Pertama, Ramadhan mendidik kaum muslimin untuk memenuhi perintah-perintah Allah SWT secara totalitas. Karenanya, tidak pantas seorang muslim jika selesai Ramadhan ketika mendengar salah satu hukum Allah SWT, atau mengetahui salah satu hukum Rasulullah SAW, ia memperdebatkannya. Allah SWT mencintai hamba-hambaNya yang tunduk kepada-Nya tanpa membantah dan menaati-Nya tanpa ada keraguan. Allah SWT menegaskan dalam firman-Nya, ”Dan tidaklah patut bagi laki-laki yang mukmin dan tidak (pula) bagi perempuan yang mukmin, apabila Allah dan Rasul-Nya telah menetapkan suatu ketetapan, akan ada bagi mereka pilihan (yang lain) tentang urusan mereka.
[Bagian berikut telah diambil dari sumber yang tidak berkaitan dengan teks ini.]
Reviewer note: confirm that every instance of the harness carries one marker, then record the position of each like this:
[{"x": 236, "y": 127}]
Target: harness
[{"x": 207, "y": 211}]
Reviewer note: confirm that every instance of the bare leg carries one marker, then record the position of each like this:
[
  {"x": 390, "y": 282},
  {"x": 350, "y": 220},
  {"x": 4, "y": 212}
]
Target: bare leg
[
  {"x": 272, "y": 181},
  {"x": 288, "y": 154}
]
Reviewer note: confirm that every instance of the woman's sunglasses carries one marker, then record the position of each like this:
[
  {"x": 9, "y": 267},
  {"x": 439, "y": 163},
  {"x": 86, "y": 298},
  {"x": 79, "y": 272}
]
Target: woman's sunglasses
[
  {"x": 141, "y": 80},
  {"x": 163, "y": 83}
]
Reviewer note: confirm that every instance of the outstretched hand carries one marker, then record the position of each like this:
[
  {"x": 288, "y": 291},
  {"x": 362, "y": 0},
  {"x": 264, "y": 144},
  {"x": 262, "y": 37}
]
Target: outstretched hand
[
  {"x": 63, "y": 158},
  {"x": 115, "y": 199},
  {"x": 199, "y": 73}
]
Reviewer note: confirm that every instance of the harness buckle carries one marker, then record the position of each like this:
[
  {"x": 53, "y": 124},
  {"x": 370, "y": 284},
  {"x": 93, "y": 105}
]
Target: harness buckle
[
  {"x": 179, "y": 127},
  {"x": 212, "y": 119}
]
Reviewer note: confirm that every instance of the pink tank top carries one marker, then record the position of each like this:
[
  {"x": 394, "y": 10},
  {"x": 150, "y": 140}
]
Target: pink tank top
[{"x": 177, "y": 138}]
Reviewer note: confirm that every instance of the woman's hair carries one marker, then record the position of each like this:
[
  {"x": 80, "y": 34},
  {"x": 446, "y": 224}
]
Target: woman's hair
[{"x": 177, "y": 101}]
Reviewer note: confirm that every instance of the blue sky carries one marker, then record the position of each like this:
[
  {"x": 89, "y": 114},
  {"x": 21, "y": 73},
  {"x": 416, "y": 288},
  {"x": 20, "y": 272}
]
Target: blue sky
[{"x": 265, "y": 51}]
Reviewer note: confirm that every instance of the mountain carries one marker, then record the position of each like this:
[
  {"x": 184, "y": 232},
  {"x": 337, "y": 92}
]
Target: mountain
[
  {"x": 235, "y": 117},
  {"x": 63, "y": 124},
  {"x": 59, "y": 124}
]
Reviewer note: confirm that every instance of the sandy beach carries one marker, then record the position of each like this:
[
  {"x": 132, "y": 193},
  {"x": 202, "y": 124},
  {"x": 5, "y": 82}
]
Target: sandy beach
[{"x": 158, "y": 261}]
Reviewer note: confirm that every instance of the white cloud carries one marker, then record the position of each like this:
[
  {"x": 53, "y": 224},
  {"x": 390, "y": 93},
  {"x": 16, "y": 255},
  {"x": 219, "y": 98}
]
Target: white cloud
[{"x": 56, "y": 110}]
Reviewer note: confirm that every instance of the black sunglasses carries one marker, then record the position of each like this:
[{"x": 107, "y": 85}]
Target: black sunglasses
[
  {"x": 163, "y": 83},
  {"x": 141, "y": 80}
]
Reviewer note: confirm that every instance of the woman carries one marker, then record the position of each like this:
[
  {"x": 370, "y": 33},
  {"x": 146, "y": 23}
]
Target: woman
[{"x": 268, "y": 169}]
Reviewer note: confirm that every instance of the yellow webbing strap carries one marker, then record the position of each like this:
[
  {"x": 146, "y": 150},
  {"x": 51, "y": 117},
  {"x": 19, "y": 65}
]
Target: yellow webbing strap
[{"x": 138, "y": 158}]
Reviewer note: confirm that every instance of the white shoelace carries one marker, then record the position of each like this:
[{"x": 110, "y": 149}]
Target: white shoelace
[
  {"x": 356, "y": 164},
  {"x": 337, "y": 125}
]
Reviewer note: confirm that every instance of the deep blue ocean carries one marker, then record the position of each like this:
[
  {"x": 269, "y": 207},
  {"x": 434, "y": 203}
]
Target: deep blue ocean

Barangsiapa mendurhakai Allah dan Rasul-Nya, maka sungguhlah dia telah sesat, sesat yang nyata.” (QS. Al-Ahzab: 36).
Kedua, Ramadhan mendidik kaum muslimin agar menundukkan syahwatnya. Ketika Ramadhan kaum muslimin dilarang melakukan hal-hal yang pada hakikatnya halal bila dilakukan pada siang hari di selain Ramadhan. Seperti makan, minum, dan berhubungan suami-istri. Karenanya, seseorang yang telah mendapatkan pendidikan Ramadhan, maka ia akan lebih mampu untuk menahan diri dari makanan dan minuman yang tidak jelas asal-usulnya, serta mampu untuk menjaga diri dari pergaulan lawan jenis yang diharamkan. Puasa, pada hakikatnya adalah memutus dominasi syahwat. Syahwat bisa kuat dengan makan dan minum, dan setan selalu datang melalui pintu-pintu syahwat. Maka dengan berpuasa syahwat dapat dipersempit geraknya.
Rasulullah SAW bersabda, ”Wahai para pemuda barangsiapa yang mampu untuk menikah maka menikahlah, sesungguhnya nikah itu bisa menahan pandangan dan menjaga kemaluan, dan barangsiapa yang tidak mampu, maka hendaklah berpuasa, karena puasa itu sesungguhnya bisa mengendalikan syahwat.”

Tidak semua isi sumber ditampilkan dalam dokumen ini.